The real-time resurrection underway in Iraq
Christians are determined to rebuild and resettle communities devastated by Islamic State militants
IRAQ: Without government funding or guarantees on security, Iraqi Christians are determined to rebuild and resettle communities devastated by Islamic State militants. It’s an inspiring story of a sprawling, highly organized, church-initiated relief effort. Read more in my cover story in the latest issue of WORLD Magazine.
FRANCE: Here’s a lesson in why straight reporting is better than politically correct reporting. On Tuesday, French authorities charged two men, a Muslim man and his homeless friend, in the death of Jewish Holocaust survivor Mireille Knoll, an 85-year-old grandmother stabbed 11 times and burned in her apartment last Friday. On Wednesday, The New York Times reported thousands turned out for Knoll’s funeral. It mentioned the suspects as a neighbor and a homeless friend, and said, “French authorities have suggested that Ms. Knoll might have been the target of a theft that escalated, for reasons that remain unclear.”
Accurate details about the neighbor, well-known to Knoll’s family, already had been widely reported in French and Israeli media. The Times account downplays why French authorities are treating it as one in a string of anti-Semitic killings. The failure to identify alleged killers makes it awkward also to report good turns: At Knoll’s funeral, an Israeli reporter spotted Lassana Bathily, the African-born Muslim man who hid Jewish victims inside a kosher grocery store during the 2015 Paris terror attacks. Donning a yarmulke, Bathily took a seat on the back row and later was crowded by Jews wanting to thank him.

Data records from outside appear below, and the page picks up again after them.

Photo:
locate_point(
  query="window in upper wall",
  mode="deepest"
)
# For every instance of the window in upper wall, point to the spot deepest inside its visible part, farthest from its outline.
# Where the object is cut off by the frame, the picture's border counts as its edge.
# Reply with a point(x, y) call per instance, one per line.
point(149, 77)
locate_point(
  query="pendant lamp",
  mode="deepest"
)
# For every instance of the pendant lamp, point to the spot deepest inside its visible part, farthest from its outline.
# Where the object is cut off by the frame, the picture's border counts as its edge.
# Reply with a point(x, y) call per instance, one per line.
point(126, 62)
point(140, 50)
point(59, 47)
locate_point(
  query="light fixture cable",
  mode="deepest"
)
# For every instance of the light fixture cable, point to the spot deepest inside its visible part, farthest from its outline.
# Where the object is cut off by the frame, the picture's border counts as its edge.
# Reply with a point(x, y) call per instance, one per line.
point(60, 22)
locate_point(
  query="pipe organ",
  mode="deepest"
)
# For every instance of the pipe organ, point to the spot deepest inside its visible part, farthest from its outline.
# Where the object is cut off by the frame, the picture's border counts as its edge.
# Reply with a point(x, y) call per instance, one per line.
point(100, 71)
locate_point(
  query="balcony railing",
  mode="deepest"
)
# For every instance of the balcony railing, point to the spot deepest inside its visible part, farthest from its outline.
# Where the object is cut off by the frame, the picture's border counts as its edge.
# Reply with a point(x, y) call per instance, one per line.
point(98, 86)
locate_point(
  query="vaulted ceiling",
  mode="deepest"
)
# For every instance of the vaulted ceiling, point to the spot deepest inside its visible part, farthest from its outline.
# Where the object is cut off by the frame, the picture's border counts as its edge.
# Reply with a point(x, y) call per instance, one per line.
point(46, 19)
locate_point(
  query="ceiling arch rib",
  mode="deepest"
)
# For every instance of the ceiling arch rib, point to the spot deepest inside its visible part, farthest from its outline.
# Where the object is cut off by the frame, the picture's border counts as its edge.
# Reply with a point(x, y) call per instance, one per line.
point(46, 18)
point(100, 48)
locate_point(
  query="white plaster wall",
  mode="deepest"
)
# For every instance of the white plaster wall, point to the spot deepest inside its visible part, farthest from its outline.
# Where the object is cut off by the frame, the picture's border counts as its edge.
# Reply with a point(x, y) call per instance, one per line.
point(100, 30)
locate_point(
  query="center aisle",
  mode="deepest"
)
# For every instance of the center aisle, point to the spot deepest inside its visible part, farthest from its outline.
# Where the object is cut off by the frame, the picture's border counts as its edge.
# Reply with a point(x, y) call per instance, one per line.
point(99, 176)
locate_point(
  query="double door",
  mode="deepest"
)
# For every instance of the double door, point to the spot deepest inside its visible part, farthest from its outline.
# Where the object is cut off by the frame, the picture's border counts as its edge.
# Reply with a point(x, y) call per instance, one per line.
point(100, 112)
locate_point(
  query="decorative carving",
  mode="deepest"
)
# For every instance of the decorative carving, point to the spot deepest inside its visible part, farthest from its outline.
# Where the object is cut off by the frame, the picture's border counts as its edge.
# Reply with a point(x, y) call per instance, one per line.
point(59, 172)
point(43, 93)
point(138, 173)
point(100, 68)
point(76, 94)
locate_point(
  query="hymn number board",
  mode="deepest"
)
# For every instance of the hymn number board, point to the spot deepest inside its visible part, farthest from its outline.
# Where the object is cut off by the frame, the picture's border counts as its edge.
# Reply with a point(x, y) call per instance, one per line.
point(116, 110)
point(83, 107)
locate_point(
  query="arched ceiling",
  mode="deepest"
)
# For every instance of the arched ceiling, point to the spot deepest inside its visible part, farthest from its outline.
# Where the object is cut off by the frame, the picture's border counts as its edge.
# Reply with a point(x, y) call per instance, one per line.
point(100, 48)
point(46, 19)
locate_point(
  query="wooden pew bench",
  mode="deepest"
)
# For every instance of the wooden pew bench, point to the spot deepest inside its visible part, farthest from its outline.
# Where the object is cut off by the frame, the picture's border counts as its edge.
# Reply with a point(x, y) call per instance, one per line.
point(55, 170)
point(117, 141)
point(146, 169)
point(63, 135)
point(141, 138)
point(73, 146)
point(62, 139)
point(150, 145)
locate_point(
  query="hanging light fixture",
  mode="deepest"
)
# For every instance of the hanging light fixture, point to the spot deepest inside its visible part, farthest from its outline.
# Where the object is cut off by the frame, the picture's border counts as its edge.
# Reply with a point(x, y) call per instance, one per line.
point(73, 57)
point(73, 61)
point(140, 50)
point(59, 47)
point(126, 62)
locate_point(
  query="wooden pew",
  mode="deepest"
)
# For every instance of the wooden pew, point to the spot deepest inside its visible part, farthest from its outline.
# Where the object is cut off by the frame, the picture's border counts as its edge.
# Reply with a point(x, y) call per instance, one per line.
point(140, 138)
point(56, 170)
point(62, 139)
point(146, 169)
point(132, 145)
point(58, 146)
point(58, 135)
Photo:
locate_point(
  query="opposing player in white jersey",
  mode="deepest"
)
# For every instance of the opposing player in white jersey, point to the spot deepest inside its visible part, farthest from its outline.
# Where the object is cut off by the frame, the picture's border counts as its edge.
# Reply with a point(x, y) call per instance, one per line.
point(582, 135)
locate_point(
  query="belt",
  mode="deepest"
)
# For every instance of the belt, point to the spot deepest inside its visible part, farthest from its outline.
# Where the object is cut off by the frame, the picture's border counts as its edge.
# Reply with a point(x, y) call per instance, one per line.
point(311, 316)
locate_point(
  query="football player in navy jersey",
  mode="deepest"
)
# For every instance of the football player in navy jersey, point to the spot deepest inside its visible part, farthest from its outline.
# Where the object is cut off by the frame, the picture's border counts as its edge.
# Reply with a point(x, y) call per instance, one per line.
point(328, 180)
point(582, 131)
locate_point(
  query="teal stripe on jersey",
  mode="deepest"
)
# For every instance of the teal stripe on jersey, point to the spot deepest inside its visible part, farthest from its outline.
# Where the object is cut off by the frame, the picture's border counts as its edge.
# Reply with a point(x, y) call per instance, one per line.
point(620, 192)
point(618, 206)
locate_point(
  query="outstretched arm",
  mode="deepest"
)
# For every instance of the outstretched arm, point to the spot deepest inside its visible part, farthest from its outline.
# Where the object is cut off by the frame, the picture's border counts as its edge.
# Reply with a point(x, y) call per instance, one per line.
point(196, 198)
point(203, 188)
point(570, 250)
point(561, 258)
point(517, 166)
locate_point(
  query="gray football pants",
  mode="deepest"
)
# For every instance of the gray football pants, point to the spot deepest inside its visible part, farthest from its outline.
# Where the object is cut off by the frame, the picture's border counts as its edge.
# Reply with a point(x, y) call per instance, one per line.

SUDAN: Assailants murdered a church pastor, his wife, and two daughters in Darfur, the western region known primarily for the government’s campaign against its mostly Muslim inhabitants. Pastor Stephen Toms Abur, himself a convert, pastored a church of Muslim converts.
CHINA: According to WORLD Magazine’s June Cheng, authorities are forcibly closing Bafu Christian School in Beijing and have arrested the church pastor who started the school. According to China Aid’s Bob Fu, “Forty riot police showed up taking the tables and bookshelves and throwing them out on the street. They barred entrance to the school, and parents and church members ‘protested’ by singing hymns outside the school.” Earlier, Fu gave the BBC an overview of China’s crackdown, “a new kind of Cultural Revolution under President Xi.”
PERU: New President Martin Vizcarra will continue to ban Venezuelan President Nicolás Maduro from attending the Summit of the Americas next month. Vizcarra replaced President Pablo Kuczynski, who stepped down last week ahead of an impeachment vote.
RUSSIA is responding in quid pro quo–style to round-the-world expulsions of its diplomats, throwing out 150, including 60 Americans (the same number the United States expelled earlier this week), over the poisoning of spy Sergei Skripal.
OBITS: The New York Times’ new series “Overlooked,” compensating for years of white male–dominated obits, features Korean Yu Gwan-sun, a missionary school student and early Presbyterian who helped launch Korea’s move for independence from imperial Japan a century ago. Known as the “Joan of Arc of Asia,” Yu was tortured and died in prison. South Korean textbooks also have overlooked her role in history.
GOOD FRIDAY: From around Europe, BBC Radio brings concerts for Holy Week, and from WORLD Radio’s archives, a reading from John 18 and 19. In the world you may have tribulation, Jesus said, “But take heart; I have overcome the world.”